Criou­‑se assim uma cultura muito simples­. A música dá uma ideia clara disso, mas também se encontram exemplos nos movimentos mais ou menos modernistas como o Roy Liechtenstein ou o Andy Wharrol, que exploraram a cultura infantil da imagem (bandas desenhadas, estrelas de cinema) então existente nos Estados Unidos­. O modernismo viu esses movimentos sempre como vanguardistas porque eram contra as regras dos adultos que faziam lei­. Citar uma imagem de uma banda desenhada é nulo como forma de arte (Wham, do Liechtenstein) mas significativo culturalmente porque se afirma que tem tanto mérito quanto uma obra de arte consagrada pelos poderes estabelecidos; as manchas do Jackson Pollock dizem precisamente o mesmo e, no limite, as figuras distorcidas do Picasso também­. É sempre a afirmação do alternativo, do diferente­, a negação dos cânones do passado.*7*

§ Modernismo, pop e Capitalismo
Neste sentido, o modernismo e a cultura pop podem, potencialmente, integrar­‑se no sistema capitalista moderno: ambas transmitem mensagens simples ou que podem ser explicadas em poucas palavras e que não requerem nem cultura nem grande diferenciação estética. Têm ambos um mercado quase imediato nas culturas urbanas órfãs de cultura e de história. Ambas funcionam como mensagem simplificada para uma camada de compradores psicológicamente simplificada.

§ Conclusão
A conclusão tem de ser sobre música, porque foi assim que iniciei este texto. Voltemos, pois, à Lautenbacher e às suas sonatas e partitas para violino solo.
Para compreender a sua mensagem não é possível aceitar apenas o som ou a voluptuosidade. O som é magnífico, o fraseado bastante claro e explícito. Mas está tudo ao serviço de uma emoção que está totalmente fora de moda: o sublime. Esse conceito é realmente romântico, no sentido de que o romantismo o reconheceu. Mas é igualmente clássico, barroco, medieval e, na verdade, existiu em todos os tempos, mesmo nas culturas primitivas em que se diz de uma coisa poderosa e que assusta que tem mana. Sempre ouve, em todas as culturas, momentos em que nos extasiamos perante uma coisa que nos transcende. Essa é a essência da emoção religiosa: sermos pequenos e insignificantes perante o sublimemente grande que nos ultrapassa.
É talvez essa a principal dificuldade que esta versão tem para as pessoas educadas nas culturas do pós­‑guerra e do hedonismo egocêntrico: a impossibilidade de, nessas pessoas, se poder considerar que há algo que, em importância e em sacralidade, as transcende. Nesse aspecto, a versão da Lautenbacher está datada: já poucas pessoas aceitarão que haja algo que as transcende. Agora as pessoas procuram a expressão dos seus problemas, e não a demonstração de que há, fora delas, uma transcendência. Não é necessário ser­‑se religioso para aceitar isto: é apenas necessário ter­‑se sido educado com a sensação de que não somos o centro do mundo e de que a vida não serve apenas para a satisfação das nossas vontades.
Esta é, pois, uma interpretação anterior à morte de Deus e à sua substituição pelo prazer do eu. É isso que a torna, talvez, tão difícil de entender para a maior parte das pessoas, que lhe preferem naturalmente o Milstein, que exprime directamente a angústia do ser e os problemas da expressão do eu.
É, pois, um caso interessante e que revela as diferenças abissais entre o sentir de hoje e o de há 40 anos. O que dizer, neste contexto, da tentativa de interpretar «correctamente» a música antiga? Mas esse é outro problema, e não o tratarei agora.

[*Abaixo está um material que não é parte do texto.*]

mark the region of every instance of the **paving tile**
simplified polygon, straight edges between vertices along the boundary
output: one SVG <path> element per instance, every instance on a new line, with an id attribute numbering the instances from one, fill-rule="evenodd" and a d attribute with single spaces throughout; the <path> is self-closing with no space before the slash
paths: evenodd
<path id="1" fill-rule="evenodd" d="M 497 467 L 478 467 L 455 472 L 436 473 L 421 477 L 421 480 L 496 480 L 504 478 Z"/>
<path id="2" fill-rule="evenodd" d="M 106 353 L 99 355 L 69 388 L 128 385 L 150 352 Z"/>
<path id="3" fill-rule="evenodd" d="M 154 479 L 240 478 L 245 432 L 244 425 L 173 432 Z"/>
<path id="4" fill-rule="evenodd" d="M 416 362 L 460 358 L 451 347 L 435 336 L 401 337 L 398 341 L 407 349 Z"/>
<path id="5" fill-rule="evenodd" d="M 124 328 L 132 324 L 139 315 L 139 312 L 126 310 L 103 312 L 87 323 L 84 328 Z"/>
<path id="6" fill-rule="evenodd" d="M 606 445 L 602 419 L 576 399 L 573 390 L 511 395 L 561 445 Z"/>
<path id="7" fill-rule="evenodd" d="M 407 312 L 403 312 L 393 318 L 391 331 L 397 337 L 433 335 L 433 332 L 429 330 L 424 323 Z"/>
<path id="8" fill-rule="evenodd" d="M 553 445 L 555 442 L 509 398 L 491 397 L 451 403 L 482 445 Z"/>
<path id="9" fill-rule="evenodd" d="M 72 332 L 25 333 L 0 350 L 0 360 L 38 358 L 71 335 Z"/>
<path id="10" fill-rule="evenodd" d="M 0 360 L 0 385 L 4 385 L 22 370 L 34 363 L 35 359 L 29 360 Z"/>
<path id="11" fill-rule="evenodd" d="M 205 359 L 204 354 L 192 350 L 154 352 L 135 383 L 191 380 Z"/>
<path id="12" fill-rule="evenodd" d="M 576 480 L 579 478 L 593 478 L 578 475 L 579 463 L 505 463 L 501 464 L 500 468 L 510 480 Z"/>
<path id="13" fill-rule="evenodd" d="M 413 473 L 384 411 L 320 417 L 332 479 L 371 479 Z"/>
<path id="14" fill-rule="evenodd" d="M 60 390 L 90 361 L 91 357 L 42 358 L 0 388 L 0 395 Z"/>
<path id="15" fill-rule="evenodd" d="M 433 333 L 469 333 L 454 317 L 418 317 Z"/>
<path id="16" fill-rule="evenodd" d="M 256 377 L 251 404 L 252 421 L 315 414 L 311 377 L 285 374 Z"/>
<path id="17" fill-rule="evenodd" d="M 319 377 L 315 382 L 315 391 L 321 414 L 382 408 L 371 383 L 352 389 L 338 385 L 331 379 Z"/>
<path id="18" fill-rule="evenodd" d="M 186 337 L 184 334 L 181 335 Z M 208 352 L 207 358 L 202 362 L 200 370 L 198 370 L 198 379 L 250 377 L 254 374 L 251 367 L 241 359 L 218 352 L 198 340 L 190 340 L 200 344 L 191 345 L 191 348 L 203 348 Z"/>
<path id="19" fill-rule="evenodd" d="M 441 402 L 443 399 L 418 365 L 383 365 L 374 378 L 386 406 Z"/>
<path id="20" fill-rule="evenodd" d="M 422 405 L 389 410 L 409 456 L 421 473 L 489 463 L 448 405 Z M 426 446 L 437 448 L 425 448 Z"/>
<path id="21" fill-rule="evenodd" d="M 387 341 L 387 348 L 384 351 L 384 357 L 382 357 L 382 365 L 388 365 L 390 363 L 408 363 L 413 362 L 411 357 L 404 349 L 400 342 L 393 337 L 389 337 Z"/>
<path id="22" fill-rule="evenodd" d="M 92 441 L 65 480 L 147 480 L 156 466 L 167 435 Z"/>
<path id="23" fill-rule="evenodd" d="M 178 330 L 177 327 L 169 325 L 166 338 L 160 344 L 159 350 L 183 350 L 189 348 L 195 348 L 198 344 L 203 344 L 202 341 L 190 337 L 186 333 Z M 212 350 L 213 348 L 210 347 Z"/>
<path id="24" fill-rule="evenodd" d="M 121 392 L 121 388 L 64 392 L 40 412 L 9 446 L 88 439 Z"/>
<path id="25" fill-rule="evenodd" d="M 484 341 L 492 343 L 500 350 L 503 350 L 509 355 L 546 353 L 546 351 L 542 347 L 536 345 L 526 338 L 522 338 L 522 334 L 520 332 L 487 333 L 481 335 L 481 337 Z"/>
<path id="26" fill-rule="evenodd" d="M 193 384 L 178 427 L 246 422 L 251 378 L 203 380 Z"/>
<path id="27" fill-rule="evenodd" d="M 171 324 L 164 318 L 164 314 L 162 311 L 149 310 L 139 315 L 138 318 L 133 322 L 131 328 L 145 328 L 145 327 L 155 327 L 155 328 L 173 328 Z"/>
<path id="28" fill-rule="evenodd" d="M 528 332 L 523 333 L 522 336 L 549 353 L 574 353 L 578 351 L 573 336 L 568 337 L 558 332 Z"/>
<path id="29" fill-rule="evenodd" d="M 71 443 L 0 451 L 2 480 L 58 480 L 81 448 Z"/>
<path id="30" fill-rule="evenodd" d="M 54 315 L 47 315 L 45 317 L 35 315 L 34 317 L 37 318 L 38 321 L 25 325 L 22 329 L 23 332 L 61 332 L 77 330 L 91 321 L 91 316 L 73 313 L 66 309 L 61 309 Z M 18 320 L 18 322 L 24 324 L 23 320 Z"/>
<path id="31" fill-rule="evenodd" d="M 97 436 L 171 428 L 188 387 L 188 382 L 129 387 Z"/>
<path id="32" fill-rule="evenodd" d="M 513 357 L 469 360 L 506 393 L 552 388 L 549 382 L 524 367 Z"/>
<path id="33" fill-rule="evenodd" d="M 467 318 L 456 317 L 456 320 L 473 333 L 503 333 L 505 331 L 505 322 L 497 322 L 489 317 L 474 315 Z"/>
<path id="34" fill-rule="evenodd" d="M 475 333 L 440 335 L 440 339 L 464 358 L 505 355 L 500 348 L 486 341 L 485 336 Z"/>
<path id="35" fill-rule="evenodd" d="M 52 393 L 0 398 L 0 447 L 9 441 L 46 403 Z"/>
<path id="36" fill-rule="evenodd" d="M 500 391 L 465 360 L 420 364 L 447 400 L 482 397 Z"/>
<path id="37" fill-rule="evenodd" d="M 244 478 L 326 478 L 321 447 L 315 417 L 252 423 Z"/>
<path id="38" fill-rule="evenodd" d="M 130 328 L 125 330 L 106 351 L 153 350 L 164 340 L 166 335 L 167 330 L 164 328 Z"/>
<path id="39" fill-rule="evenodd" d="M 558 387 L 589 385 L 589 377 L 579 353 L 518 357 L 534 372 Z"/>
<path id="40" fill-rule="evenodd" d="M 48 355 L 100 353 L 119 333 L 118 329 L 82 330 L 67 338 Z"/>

Rodrigo de Bettencourt Saraiva de Sá

Lisboa, 2­‑3 de Julho de 2008
*1*O fado, esse sim, era sexuado, sensual, húmido de alcova, mas era precisamente desprezado por ser isso­.
*2* O Leonhardt não procedeu da mesma maneira: como sensual que é, é também místico, como o veio a revelar nos seus discos mais tardios e mesmo, sem ser em Bach, em reportório organístico do ­Séc­. xvii que tocava no final dos anos 70 (há uma ou duas cantatas gravadas pelo Leonhardt por essa altura que são convincentes nesse aspecto, também, embora eu o ache mau maestro)­. Mas não é negável que o Leonhardt dos primeiros discos é extremamente inferior àquilo que veio a ser e àquilo que na altura o Walcha ou o Anton Heiller faziam­. Em qualquer caso, o Leonhardt aparecia sempre ligado ao Harnoncourt, que era quem escrevia os textos de apresentação.
*3*Não referi aqui o Reinhardt Goebel: é o típico rocker que passou para um reportório sério e que, diria eu, nem sequer compreende bem: tudo é tocado a partir da voz de cima, sem qualquer atenção ao contraponto e com tempi de rock’n roll. É significativo que seja um dos intérpretes mais venerados pelo público entusiasmado pelos «barroqueiros». O mesmo para Andreas Staier, cravista abrupto e rápido.
*4*Não há um modernismo­. Há vários movimentos independentes que apenas partilham a rejeição do passado­. Por isso há tantas posições diferentes­. Tomarei aqui apenas a noção de rejeição de passado e será esse o significado do termo que usarei­. Interessante ver os Concepts of Modern Art, apesar da baboseira­.
*5*Na música, Harnoncourt, mais do que qualquer outro dos barroqueiros históricos, seria classificado como modernista e, mais especificamente, como expressionista, utilizando as formas antigas para exprimir os conflitos do nosso tempo­. Reinhardt Goebell, menos musical, ou pelo menos menos culto ou menos inteligente, acentuou ainda mais essa tendência.
*6*Incluo no termo «cultura pop» o rock’n roll. Independentemente de muita gente ficar chocada com a assimilação do rock ao pop, o facto é que pertencem à mesma família e que o pop inclui o rock.
*7*É exactamente no mesmo espírito que se deve compreender o entusiasmo do Séc xx pelo étnico­. Antes do modernismo, o étnico era, principalmente, o pitoresco: tinha­‑se coisas étnicas como exemplos, em vitrinas, em colecções, tal como se tinham animais empalhados ou quadros de borboletas­. Actualmente o étnico ganhou autonomia: pode­‑se mobilar uma casa em estilo étnico tal como se pôde procurar inspiração artística em estilos que não são ocidentais­. Trata­‑se, mais uma vez, de negar a herança especificamente europeia e enfatizar outros modelos­. O processo é circular em termos filosóficos: afinal não há ênfase na criação original, apenas se procura um outro modelo­. Mas funciona em termos sociológicos e de produção de arte porque se consegue cumprir o único princípio que realmente está em causa: a rejeição do recebido, a recusa da tradição­.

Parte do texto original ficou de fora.